When I said this, Hugo’s expression took on a subtle warmth, and I thought I saw a slight smile form on his lips.
“What’s so special about this ‘Vera’ then?” Edgar asked.
“As I told Emily then, Vera is the most powerful empowered on the planet. She has the ability to enter the fourth dimension and manipulate the world from there. But she’s mentally broken. She was the culmination of the Soviet empowered program, their finest specimen, and they let her loose in the US to wreak havoc from the inside, but the training had been too intense; by the time she arrived in America, she was already in the state you saw her in now. Catatonic. Unresponsive. The Soviets went too far. Her own powers were too much for her. Luckily, we found her before anybody else did. We’d been keeping her safe in the abandoned insane asylum for weeks, helping her, slowly making progress... and then you Grays showed up.”
It was only now that I made the connection that they called us “Grays” because of the dark-gray uniforms we always wore.

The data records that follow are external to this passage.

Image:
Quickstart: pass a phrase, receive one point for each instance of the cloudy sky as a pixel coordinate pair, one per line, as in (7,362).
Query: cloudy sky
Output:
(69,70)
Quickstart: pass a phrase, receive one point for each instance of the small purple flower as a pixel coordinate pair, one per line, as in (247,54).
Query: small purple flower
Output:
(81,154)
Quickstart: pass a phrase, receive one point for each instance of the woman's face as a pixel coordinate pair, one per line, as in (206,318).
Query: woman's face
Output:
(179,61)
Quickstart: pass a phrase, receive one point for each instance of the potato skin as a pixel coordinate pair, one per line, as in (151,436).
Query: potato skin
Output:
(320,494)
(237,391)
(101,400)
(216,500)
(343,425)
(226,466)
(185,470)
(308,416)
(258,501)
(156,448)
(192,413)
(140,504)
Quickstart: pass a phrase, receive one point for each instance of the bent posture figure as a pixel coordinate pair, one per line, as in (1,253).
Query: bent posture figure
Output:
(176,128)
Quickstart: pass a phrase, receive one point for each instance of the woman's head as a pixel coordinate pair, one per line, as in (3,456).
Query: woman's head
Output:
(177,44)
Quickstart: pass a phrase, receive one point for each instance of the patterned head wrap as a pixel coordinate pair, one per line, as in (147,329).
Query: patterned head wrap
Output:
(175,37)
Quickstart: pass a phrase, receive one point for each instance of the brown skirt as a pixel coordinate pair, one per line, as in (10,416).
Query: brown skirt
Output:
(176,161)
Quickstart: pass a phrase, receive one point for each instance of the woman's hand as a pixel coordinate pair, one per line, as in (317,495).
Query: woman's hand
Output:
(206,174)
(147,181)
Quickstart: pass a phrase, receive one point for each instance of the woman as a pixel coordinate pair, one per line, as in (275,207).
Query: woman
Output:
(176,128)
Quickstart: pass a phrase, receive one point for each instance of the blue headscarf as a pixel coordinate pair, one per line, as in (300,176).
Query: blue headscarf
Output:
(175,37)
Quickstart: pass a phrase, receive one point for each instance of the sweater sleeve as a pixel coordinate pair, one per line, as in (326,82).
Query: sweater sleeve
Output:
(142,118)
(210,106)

“But why did the Academy tell us you guys were Soviets?” Edgar said, still trying to work everything out in his head.
“Why indeed,” Hugo said, and then he turned to the woman with dreadlocks. “Jasmin, pull up the evidence.”
Jasmin walked over to one of the terminals and started clacking away at its dirty keyboard. Images and blocks of text started scrolling by on one of the large monitors overhead.
“We’ve been here collecting evidence for months, hacking into the Academy’s servers and stealing top-secret data. It’s a lot to parse through, but let me give you a basic rundown,” Hugo said, turning to the monitor that Jasmine was operating. “I’m sure you guys have heard of the Philadelphia Experiment? Not a hoax after all as it turns out. They sent the USS Eldridge through a portal and made contact with other beings. That’s all in this document here.”